Reuben Settergren <ruberad at gmail.com> writes:
> 
> I should give you more clarification that my actual problem
> (still simplified) looks more like:
> 
>    DIST - Distance
>         DISTANCE:       12.3456 ft              4.5678 m
>         STD DEV:        3.4567 ft               1.2345 m
> 
>    AREA - Area
>         AREA:           2345.6789 ft^2          345.6789 m^2
>         PERIMETER:      234.5678 ft             89.0123 m
>         STD DEV:        3.4567 ft               1.2345 m
> 
>    DIST - Distance
>         DISTANCE:       12.3456 ft              4.5678 m
>         STD DEV:        3.4567 ft               1.2345 m
> 
>    DIST - Distance
>         DISTANCE:       8.9012 ft               3.0123 m
>         STD DEV:        1.2345 ft               0.4567 m
> 
> ...etc

To be honest, neither the original problem description, nor this
clarification, made much sense to me.  I suspect that others on the
list had similar problems.

What are you actually checking against what?  Where are you getting
your "good" values?  Where are you getting "columns", and their
colors?

> So in any one situation, I will have a set of numbers/colors for a
> particular combination of function/metric/unit (i.e. DIST/'STD DEV'/ft:
> (3.4567,3.4567,1.2345),(red,green,yellow)). So I have to avoid the
> other functions (e.g. AREA) that might have the same numbers. 

Ok, this makes a bit more sense.  See below for my opinion of a good
way to tackle this problem.

> But with Mark Johnson's idea, I can chomp through my whole
> file-in-one-string bit-by-bit, something like:
> 
>   $head = '';
>   $tail = $s;
>   for my $i ( 0 .. $#nums ) {
>       $tail =~
>         s/(.*?$function.*?$metric.*?)($nums[$i]\s+$unit)(.*)/$3/;
>       $head .= "$1<span color="$cols[$i]">$2</span>";
>   }
>   $s = "$head$tail";
> 
> If there isn't already a name for this cool kind of trick, there should
> be: train cars? chewandswallow? sausage grinder? Any other ideas?

It's a very common pattern in functional and declarative languages
(lisp and prolog, if you want representative examples).

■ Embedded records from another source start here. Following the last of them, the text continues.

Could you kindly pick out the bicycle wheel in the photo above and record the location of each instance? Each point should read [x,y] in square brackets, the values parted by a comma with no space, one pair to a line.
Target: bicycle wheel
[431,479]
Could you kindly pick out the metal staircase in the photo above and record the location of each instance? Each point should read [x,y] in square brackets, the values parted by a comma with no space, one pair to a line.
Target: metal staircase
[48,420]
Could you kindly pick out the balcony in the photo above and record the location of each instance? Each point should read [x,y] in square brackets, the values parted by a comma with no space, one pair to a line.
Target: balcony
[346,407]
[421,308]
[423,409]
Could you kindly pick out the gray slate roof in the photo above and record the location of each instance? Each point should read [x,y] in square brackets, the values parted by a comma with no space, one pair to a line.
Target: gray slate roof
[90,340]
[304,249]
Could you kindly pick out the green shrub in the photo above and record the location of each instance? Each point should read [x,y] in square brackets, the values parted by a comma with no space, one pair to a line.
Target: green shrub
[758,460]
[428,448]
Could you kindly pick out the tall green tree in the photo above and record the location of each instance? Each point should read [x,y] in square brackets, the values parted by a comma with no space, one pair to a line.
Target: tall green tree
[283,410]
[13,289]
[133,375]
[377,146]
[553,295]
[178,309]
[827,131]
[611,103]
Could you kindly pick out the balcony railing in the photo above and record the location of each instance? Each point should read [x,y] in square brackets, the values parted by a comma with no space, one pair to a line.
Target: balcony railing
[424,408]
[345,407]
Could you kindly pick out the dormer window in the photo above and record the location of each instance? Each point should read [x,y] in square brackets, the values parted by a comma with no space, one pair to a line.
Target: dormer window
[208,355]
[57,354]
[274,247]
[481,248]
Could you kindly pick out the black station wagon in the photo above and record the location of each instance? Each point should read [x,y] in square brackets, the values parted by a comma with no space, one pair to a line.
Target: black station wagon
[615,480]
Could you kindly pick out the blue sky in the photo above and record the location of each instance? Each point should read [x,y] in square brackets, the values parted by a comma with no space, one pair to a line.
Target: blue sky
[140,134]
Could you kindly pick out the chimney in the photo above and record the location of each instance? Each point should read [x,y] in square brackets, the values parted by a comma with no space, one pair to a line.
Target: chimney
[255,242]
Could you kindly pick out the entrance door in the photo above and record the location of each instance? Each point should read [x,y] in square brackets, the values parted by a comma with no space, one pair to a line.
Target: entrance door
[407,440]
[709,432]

In Lisp, the pattern is to grab however many args off the front of the
list, and use the "&rest" specifier to put the remaining args into a
named list.  Then you do whatever you need to do with the head args,
and call yourself on the remainder:

| (defun process (head1 head2 head3 &rest tail)
|   (cond ((nilp tail) "")
|         (t (cons (munge head1 head2 head3)
|                  (process tail)))))

Prolog would do that somewhat like:

| process( [], [] ).
| process( [ Head1, Head2, Head3 | Tail ], [ MungedHead | MungedTail ] ) :-
|   munge( Head1, Head2, Head3, MungedHead ),
|  process( Tail, MungedTail ).

(I'm quite rusty on both languages, but hopefully you get the idea.)
Both of these languages (and this style of programming) go back at
least into the 70s; Lisp probably goes back into the 60s.  Or you
could use Mathematica, which combines the two...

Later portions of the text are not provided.